Why data-loss prevention tools scare the hell out of some

Though data-loss prevention gear is proving a boon for corporate security, its "see all, know all" style of content monitoring can cast a harsh glare on business practices and legal issues that end up putting information-technology staff on the spot.

DLP content-monitoring equipment often gets rave reviews from security managers deploying it because it can give them a view they never had before into their organization's daily business communications. It may present the big picture, zeroing in on where sensitive data slipped out and who did the deed. But chief security officers with months of DLP experience caution all this newfound knowledge can be disruptive, spotlighting internal data-management practices that incite concern about possible regulatory violations.

"You move from ignorance to compliance jeopardy," acknowledged Tony Spinelli, senior vice president of information security at credit information services firm Equifax, describing one impact that deploying DLP -- in this case, the Symantec Vontu equipment -- made at his firm. "A lot of regulations say when you know what's leaving your network, you have to disclose that."

Spinelli, who spoke on a panel at last month's RSA Conference on the topic, said in spite of the initial disruption caused by finding out about internal business data practices that had to be fixed, Equifax is now so accustomed to DLP content-monitoring that it's now considered just part of the security "hygiene," he said.

DLP also has played a role in bringing together the human resources, legal and security groups at Equifax to coordinate content-monitoring policy, he added.

Two other security managers who joined Spinelli at the RSA panel to discuss DLP also cited its disruptive influence.

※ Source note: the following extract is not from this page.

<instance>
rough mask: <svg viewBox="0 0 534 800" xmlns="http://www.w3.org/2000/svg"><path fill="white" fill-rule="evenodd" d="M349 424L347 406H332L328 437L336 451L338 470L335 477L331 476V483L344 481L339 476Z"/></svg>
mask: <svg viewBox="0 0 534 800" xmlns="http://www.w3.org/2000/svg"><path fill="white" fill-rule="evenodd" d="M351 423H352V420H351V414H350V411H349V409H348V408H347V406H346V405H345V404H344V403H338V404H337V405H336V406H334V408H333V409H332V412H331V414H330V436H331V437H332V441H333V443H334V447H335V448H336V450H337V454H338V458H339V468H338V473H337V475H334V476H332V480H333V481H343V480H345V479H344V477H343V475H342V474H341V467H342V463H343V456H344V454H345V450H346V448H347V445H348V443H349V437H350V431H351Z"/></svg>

"How do you look at your data, know your data and understand what you have? We never had tools to tell us what was happening and we relied on anecdotal evidence or audits to find out," said Patrick Lefemine, chief information security officer at Lincoln Financial Group, another Vontu user.

Lefemine acknowledged the initial piloted use of DLP "scared the hell" out of both management and IT staff, especially the time it spotted the CEO's salary, Social Security Number and home address being inadvertently transmitted. "That got us the funding for this project," he added.

Lefemine said one of the toughest realizations imparted by the hard wisdom of DLP was the need to stop the sharing of even a single unencrypted Social Security Number with business partners -- a demand pressed by Lincoln Financial Group's audit department after it discovered how powerful DLP was in monitoring content.

The third panel speaker, Rhonda MacLean, global information security officer at Barclays Bank, said use of the Vontu DLP highlighted the difficulty of conforming to the many cross-border data-flow regulations of Europe and elsewhere.

"The problem has gotten more complex," she said, noting Barclays Bank operates in 67 countries. "One incident could [set in motion] regulation dominoes." Though DLP can shed more light than you might like on corporate data practices, she commented, it does offer "a source for truth for data" so that needed changes can be made.